Il 3 dicembre, attorno alle 22:30 ora locale, il Presidente conservatore della Corea del Sud, Yoon Suk Yeol, ha annunciato in un discorso televisivo l’introduzione della legge marziale di emergenza nel Paese, giustificando la decisione con l’urgenza di sradicare la presenza di forze ostili apparentemente attive nelle file dell’opposizione.

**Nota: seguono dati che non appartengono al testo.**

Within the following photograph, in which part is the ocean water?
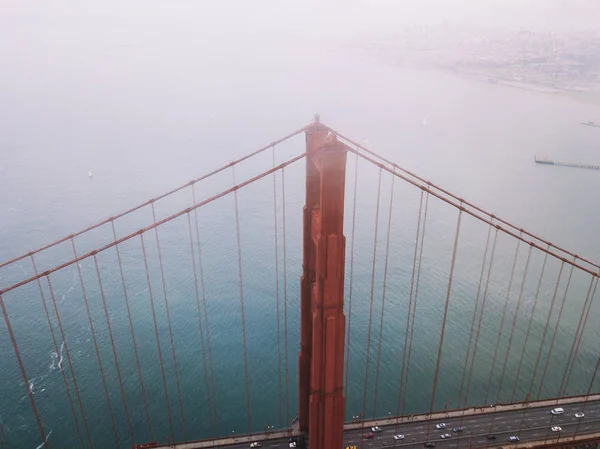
[0,6,600,448]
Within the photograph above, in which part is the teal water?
[0,7,600,448]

Dietro la decisione di Yoon, Presidente estremamente impopolare e con un tasso di supporto tra la popolazione sceso attorno al 15%, vi è probabilmente la frustrazione nei confronti delle opposizioni, che controllano il Parlamento e bloccano da mesi proposte di legge e nomine governative. L’assenza di una maggioranza a suo sostegno in Assemblea Nazionale ha avuto effetti importanti in queste settimane anche sul processo di approvazione del bilancio. Proprio lo scontro sulla manovra economica per l’anno a venire avrebbe contribuito ad esacerbare gli animi, in un Paese in cui la polarizzazione politica è già a livelli molto elevati, con l’opposizione che ha imposto tagli per circa 2,8 miliardi di dollari ai fondi governativi destinati, tra le altre cose, al settore giustizia e alle forze dell’ordine. Nelle ore precedenti allo scoppio della crisi politica e costituzionale, Yoon era arrivato a definire l’Assemblea come un covo di criminali intenzionati a rovesciare l’ordine democratico liberale. Lo stesso Presidente aveva paventato da mesi la possibilità di introdurre misure dirompenti per sbloccare quella che percepiva come un’impasse politica. Inoltre, nelle settimane precedenti al 3 dicembre, sempre Yoon, invocando imminenti minacce alla sicurezza legate all’intensificarsi delle attività nordcoreane, aveva invitato le Forze Armate a mantenere un elevato livello di prontezza. Dopo i recenti accadimenti, tuttavia, anche quell’invito si può leggere come probabilmente rivolto al fronte interno.
A bloccare il tentativo di svolta autoritaria promossa dal Presidente Yoon è stata, soprattutto, la prontezza della società civile e del fronte di opposizione, scesi in piazza malgrado l’orario notturno in cui si è sviluppata la crisi. Tale rapidità di risposta, oltre a sottolineare la presenza di un forte sentimento democratico radicato in determinate fasce della popolazione, è stata probabilmente facilitata dal fatto che ampi settori della società, medici, lavoratori dei trasporti e dell’industria tecnologica, sono già mobilitati da mesi contro le politiche governative. Inoltre, la società civile sudcoreana ha confermato, nelle scorse ore, una tradizione che la vede spesso impegnata in lotte contro percepiti abusi di potere o politiche e leader impopolari, come già avvenuto nei primi anni duemila e nel 2016-2017.
Sul piano internazionale, la crisi sudcoreana è stata accolta con sorpresa. Gli Stati Uniti, in particolare, nelle fasi più concitate si sono limitati a richiamare pubblicamente le autorità alla gestione della crisi, senza mettere in dubbio il sostegno all’alleato asiatico sotto costante pressione da parte di Pyongyang. Appare probabile, comunque, che la scommessa fallita di Yoon sia stata decisa anche puntando sulla potenziale disattenzione statunitense legata alla transizione di potere. Gli stessi media cinesi hanno mantenuto un atteggiamento di cautela nelle ore successive agli avvenimenti, limitandosi nella mattinata successiva a descrivere gli eventi in maniera piuttosto asettica. Probabile, infine, che Russia e Corea del Nord sfruttino l’accaduto a fini propagandistici, anche se il rientro rapido della crisi lascia loro uno spazio relativamente ristretto.
Quanto accaduto avrà ricadute importanti sul panorama politico sudcoreano. Molti esponenti di spicco della maggioranza, vicini a Yoon, hanno già proposto le dimissioni e il Presidente potrebbe essere costretto a farsi da parte nelle prossime ore, venendo sostituito temporaneamente dal Primo Ministro Han Duck-soo. In questo quadro, è lecito immaginare che il Paese possa andare al voto e che questo possa essere influenzato da quanto accaduto il 3 dicembre. Parallelamente, appare probabile che dossier come quello del conflitto in Ucraina, almeno nel breve periodo, finiscano in secondo piano. L’instabilità del Paese, sommata a quella che regna da tempo già nel vicino Giappone, apre inoltre scenari preoccupanti sulla sicurezza complessiva del quadrante, tra i più critici a livello globale vista la sua centralità nella competizione USA-Cina. A tal proposito, occorre monitorare nelle prossime ore le mosse di Pyongyang e Pechino, attori per i quali una crisi politica ampia a Seoul potrebbe rappresentare un’opportunità per lanciare provocazioni o provare ad ampliare la propria influenza.